7.0 Comment passer après une merveille pareille ? La saison une de True detective fut un tel raz de marée public et critique, tout le monde ou presque la gratifiant de louanges, remarquant qu’elle fera inévitablement date dans l’univers sériel, qu’on ne pouvait que craindre une suite, d’autant qu’anthologie oblige, ce n’en était pas vraiment une. On change le lieu, on change les personnages, les acteurs. Table rase absolue. Il fallait l’admettre et cela prend du temps.
J’étais le premier à me plaindre. Tout simplement parce que ce temps de réadaptation est aussi celui que cette saison choisit pour balancer un récit confus, pas super stimulant et à priori pas forcément original. De menus soubresauts ci et là parviennent à nous tenir en haleine mais ça ne prend pas vraiment : On se fiche de chacun des personnages, on se fiche de l’intrigue et on se perd dans le soleil aride californien. Rust & Marty nous manquent, le mystère du Yellow king et la moiteur de la Louisiane aussi. Bref, c’est pas gagné. Le deuil se poursuit.

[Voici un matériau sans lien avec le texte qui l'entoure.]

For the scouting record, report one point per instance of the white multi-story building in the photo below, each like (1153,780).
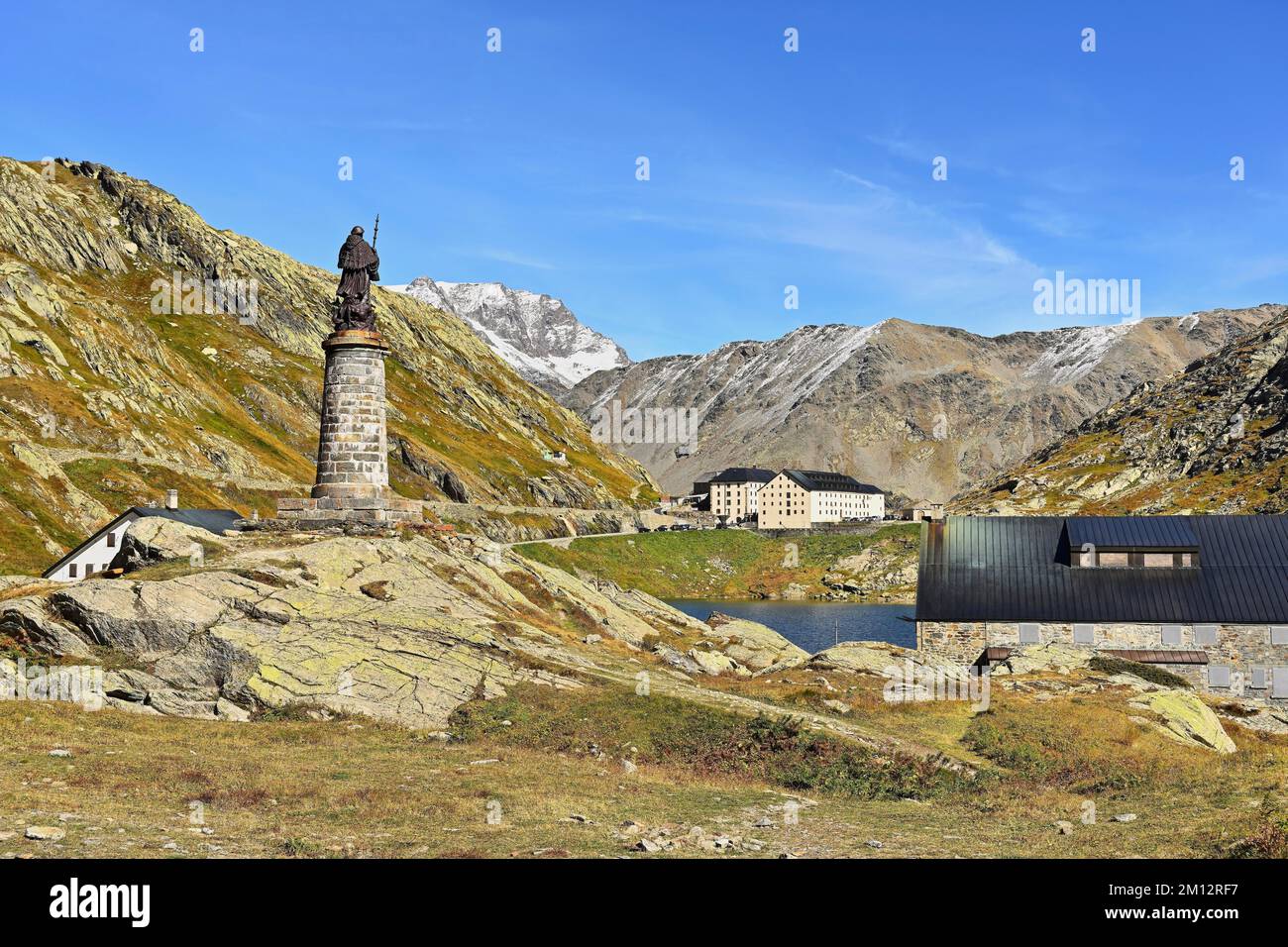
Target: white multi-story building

Pourtant, un truc se passe. On oublie nos premières amours et on accepte de faire une nouvelle rencontre. Nic Pizzolato fait de même : nombreux indices montrent qu’il doit lui aussi se défaire d’une telle emprise, d’un bébé qu’on a d’emblée érigé en perfection, afin de raconter autre chose, autrement. C’est d’abord son Los Angeles qui fascine. Ses immenses routes qui se croisent, son industrialisation cauchemardesque, ses bars vides, les chansons de Lera Lynn et cette ambiance sordide, sans cohésion, aussi bien chez les flics que chez les truands.

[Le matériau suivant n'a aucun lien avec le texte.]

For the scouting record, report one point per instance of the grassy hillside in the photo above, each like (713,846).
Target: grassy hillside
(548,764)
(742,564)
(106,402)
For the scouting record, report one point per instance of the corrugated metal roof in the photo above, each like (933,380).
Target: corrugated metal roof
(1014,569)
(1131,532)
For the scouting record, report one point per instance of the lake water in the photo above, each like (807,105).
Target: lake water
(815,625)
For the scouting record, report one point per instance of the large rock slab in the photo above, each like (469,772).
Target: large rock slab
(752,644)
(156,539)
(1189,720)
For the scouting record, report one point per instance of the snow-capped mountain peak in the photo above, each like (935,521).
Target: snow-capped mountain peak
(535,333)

Il y a quelque chose de poisseux qui s’avère bientôt hypnotique, provenant autant du climat que de ce qui caractérise chaque personnage, qui transporte ses propres cadavres. On doute toujours mais on y est entré. Il faut Colin Farell, Rachel McAdams, Taylor Kitch et Vince Vaughn. Trois flics au rebus, aussi bien d’un point de vue intime que professionnel et un bad guy, bientôt trahi. Quatre beaux personnages s’enfonçant dans le néant, qui pourraient prendre la tangente mais préfèrent faire le ménage.
J’ai lu des trucs peu reluisants à l’égard de cette deuxième saison, des choses complètement disproportionnées : Naufrage, ridicule, incohérent, vide. Je ne comprends pas trop. Si ce sont les mots de ceux qui ne sont pas allé jusqu’au bout des huit épisodes, j’imagine qu’ils sont le résultat de leur ennui et de leur frustration. Quelque part, je partage cela tant je trouve le début raté. Peu aimable. Mais si l’on s’accroche un peu, il me semble que son pouvoir de fascination, son magnétisme et son intensité dramatique finissent par l’emporter. Et puis parvenir à boucler cette storyline avec autant d’élégance, franchement chapeau. Et puis la mise en scène est top, quoi.

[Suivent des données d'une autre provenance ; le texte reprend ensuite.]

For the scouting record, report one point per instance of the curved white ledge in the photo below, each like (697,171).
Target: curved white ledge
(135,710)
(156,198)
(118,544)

Bref, les trois derniers épisodes effacent les déceptions offertes par les cinq premiers. En une scène, parfois seulement un dialogue ou ailleurs une fusillade. Ça a finalement vraiment de la gueule. Et même si on regrette un démarrage laborieux ou tout du moins peu accrocheur, on se souvient finalement, au sortir d’un épisode final (d’1h26) terrassant, que la série a simplement choisi de faire autrement, d’adopter une construction autre, des ellipses différentes, une respiration nouvelle. Si bien qu’elle a réussi le plus dur : Nous faire oublier qu’elle passait après la saison une.